Microagents: building better AI agents with microservices

Chris Latimer•December 12, 2024

“This thing is a tangled mess.” I was relieved to hear the presenter say the words I was thinking. He had just finished walking me through a new AI agent, which I’m going to call Sherpa throughout this article. Sherpa was a proof of concept for a new AI agent their team had been working on.

Built by the innovation group within an online retailer, Sherpa was intended to be a one stop solution for customer service. They wanted the agent to be able to answer questions about customer orders, product details, recommendations, and anything else someone might want help with.

While their solution showed promise, it also had grown unwieldy. As they added more capabilities, the quality of the responses was going down along with the maintainability of their code base.

What is an AI Agent?

If you’re new to AI agents, I recommend checking out this article that covers the basics of an AI agent architecture. For the purposes of this post, I’ll mention the key characteristics that distinguish an AI agent from other types of software.

AI agents have agency

AI agents are given a task and expected to figure out how to accomplish that task on its own. This differs from traditional procedural logic that provides step by step instructions to define behavior throughout the entire system.

In the case of Sherpa, customers would ask a question or make a request and Sherpa would need to figure out how to solve it. As an online retailer, we had access to historical questions that users asked about and had a list of the most common topics: where’s my stuff, how can I return an item, can I cancel my order being among the most frequent.

This self-deterministic capability is a hallmark feature of an agent, but in order to accomplish its task, the team had to give Sherpa the necessary tools to do so.

Say Goodbye to Stale Vector Indexes Keep your AI up-to-date in real-time with Vectorize RAG pipelines Try It Free

AI agents can interact with the outside world

In addition to its task, an AI agent has access to mechanisms that let it interact with the world around it. These mechanisms will vary based on the nature of the agent. A robotic vacuum will have mechanisms such as cameras, sensors and motors. Agricultural AI agents may use sensors to detect moisture levels in the soil and weather data. One day, AI agents may take a more active role in surgical procedures and rely on image processing and robotic arms to precisely carry out procedures on human patients.

In the case of Sherpa, the agent ran entirely as software. It had mechanisms like API calls and data retrieval functions. These included calls to the Shopify API, to their post-order management system to process returns, chat histories to find examples of how similar questions were answered in the past, and several others.

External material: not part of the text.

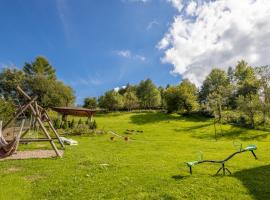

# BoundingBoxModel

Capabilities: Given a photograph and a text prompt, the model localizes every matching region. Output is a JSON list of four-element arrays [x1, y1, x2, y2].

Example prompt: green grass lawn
[[0, 113, 270, 200]]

AI agents also need some form of reasoning to decide which tool to use and how to best complete the task it’s been assigned. LLMs are becoming the most common approach to supplying this intelligence today.

LLM-based agents

In this article, we’re going to focus on use cases where large language models acts as the central brain for the entire application. Language models are provided with a task and instructed to generate a series of actions to accomplish those tasks.

The Sherpa team used Google as their cloud provider and relied on Gemini to provide reasoning and intelligence to their AI agent.

How AI Agents Work: Architectural Overview

Sherpa started off as a Node.js application with an API interface that could be used to invoke the agent.

Initially, Sherpa had access to a small number of functions it could call. It could lookup order histories and orders and confirm that the order was received. The architecture of Sherpa was made up of several key components.

Processing Loop

Like most AI agents, the heart of Sherpa is a processing loop. This loop is responsible for determining what action to take next to get closer to accomplishing the desired task. Each time through the loop, Sherpa performs an action. It then evaluates the results of that action and the processing that has occurred in previous iterations through the loop. If the agent determines it has accomplished the intended task, it will terminate its processing.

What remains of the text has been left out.